È importante soprattutto verso i propri dipendenti e la sopravvivenza dell’impresa. I nuovi modelli come lo smart working chiedono di ridisegnare la fiducia. Per farlo, una sana e costante autoanalisi dovrebbe essere il pilastro sul quale fondare il rapporto tra il dipendente che lavora per obiettivi, e il manager che deve costruire una leadership basata sul merito.

In ottica valoriale le nuove generazioni non puntano tanto al contratto a tempo indeterminato, ma all’impatto che possono avere. Se si vuole attrarre talenti bisogna evolversi.

Nel tuo lavoro di consulente che aiuta i clienti a fare personal branding, quali sono le difficoltà comuni che hai riscontrato?

>Dietro a chiunque, a qualsiasi livello, c’è sempre la paura di esporsi, la paura del giudizio.

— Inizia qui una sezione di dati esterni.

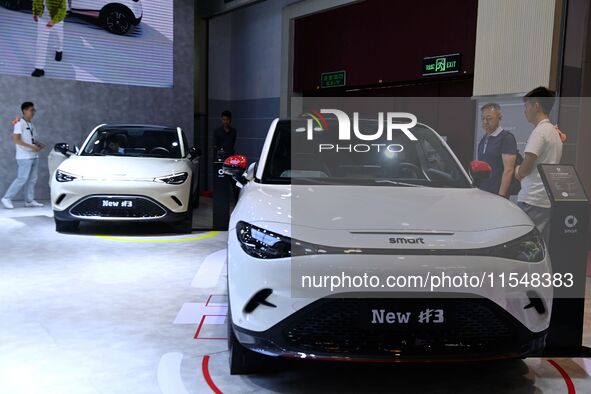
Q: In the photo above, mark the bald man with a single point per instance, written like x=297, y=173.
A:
x=499, y=149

Ad un certo punto però la si supera capendo che ciò che si può dare e l’impatto che ne deriva sono più importanti della paura stessa.

Ognuno ha il proprio personal brand, che secondo Jeff Bezos è quello che gli altri dicono di una persona quando lascia la stanza.
Il primo passo è raggiungere la consapevolezza di chi si è e si vuole diventare, e capire come comunicarlo.

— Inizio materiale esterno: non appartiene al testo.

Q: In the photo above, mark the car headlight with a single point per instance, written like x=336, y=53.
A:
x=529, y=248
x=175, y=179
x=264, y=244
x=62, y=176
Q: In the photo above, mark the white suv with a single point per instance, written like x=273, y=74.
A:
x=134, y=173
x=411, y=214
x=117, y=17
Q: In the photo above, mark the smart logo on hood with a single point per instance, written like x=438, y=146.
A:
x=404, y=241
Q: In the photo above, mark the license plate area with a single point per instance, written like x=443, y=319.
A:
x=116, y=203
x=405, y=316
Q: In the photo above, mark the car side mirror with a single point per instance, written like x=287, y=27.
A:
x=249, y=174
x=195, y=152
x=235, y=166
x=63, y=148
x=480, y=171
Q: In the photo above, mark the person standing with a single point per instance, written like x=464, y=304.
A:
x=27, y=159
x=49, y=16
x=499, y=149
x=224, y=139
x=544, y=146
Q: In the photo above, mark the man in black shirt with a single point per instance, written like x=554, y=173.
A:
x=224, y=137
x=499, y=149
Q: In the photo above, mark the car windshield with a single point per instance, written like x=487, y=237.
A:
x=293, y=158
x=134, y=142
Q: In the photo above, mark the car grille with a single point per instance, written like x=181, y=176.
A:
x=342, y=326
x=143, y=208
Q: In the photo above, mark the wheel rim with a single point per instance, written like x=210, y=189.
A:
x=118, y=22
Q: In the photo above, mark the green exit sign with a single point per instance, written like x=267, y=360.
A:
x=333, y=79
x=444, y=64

Il coaching è molto utile per stimolare le domande giuste, trovare l’equilibrio tra condivisione professionale e personale, il tone of voice adatto e dare così agli altri una ragione per seguirci.
Segreti e formule magiche non ce sono. Spesso mi imbatto in advertising che promettono la luna: attenzione alla fuffa, ce n’è tanta!

L’umanizzazione è fondamentale: dietro qualsiasi like, post, follower o aspirante influencer ci sono persone con le loro fragilità e vulnerabilità.
Il digitale ha una potenza di fuoco: magari posso anche riuscire a fregare l’utente una volta, ma di certo non ce ne sarà una seconda. Se sei vuoto sei vuoto sempre.

C’è stata una corsa forsennata al digitale in questi mesi. Ti è mai venuta voglia di dire ai tuoi clienti: te l’avevo detto! Perché non hai creduto e investito prima nel digital?

>No e ti spiego perché! Molti manager e CEO non hanno dimestichezza con tutto questo. L’età porta a temere certe cose e lo capisco.
Cambiare, soprattutto ora, è un must.

Noi siamo il ponte, siamo coloro ai quali affidarsi perché abbiamo le competenze giuste. Ragazzi per noi si aprono grandi opportunità!

Personal Branding e digitalizzazione

Personal branding goes to digital!

Quindi non è tanto il te l’avevo detto, quanto piuttosto il far capire ai nostri boss che non siamo nati “imparati”, che possiamo colmare i gap studiando e sbagliando e che non serve nascondere gli errori sotto il tappeto: usiamoli per imparare.

Le hard skill sono la base, poi ci sono il fattore C, l’essere agili, veloci, pronti, a sperimentare e trasformarsi.
Fai un errore? Non cade il mondo, lo capitalizzi.

Il consulente o lo specialista di valore è chi spende tempo ad ascoltare, a capire la realtà che ha di fronte per costruire il percorso a 4 mani, rispettando l’azienda che è e vuole essere.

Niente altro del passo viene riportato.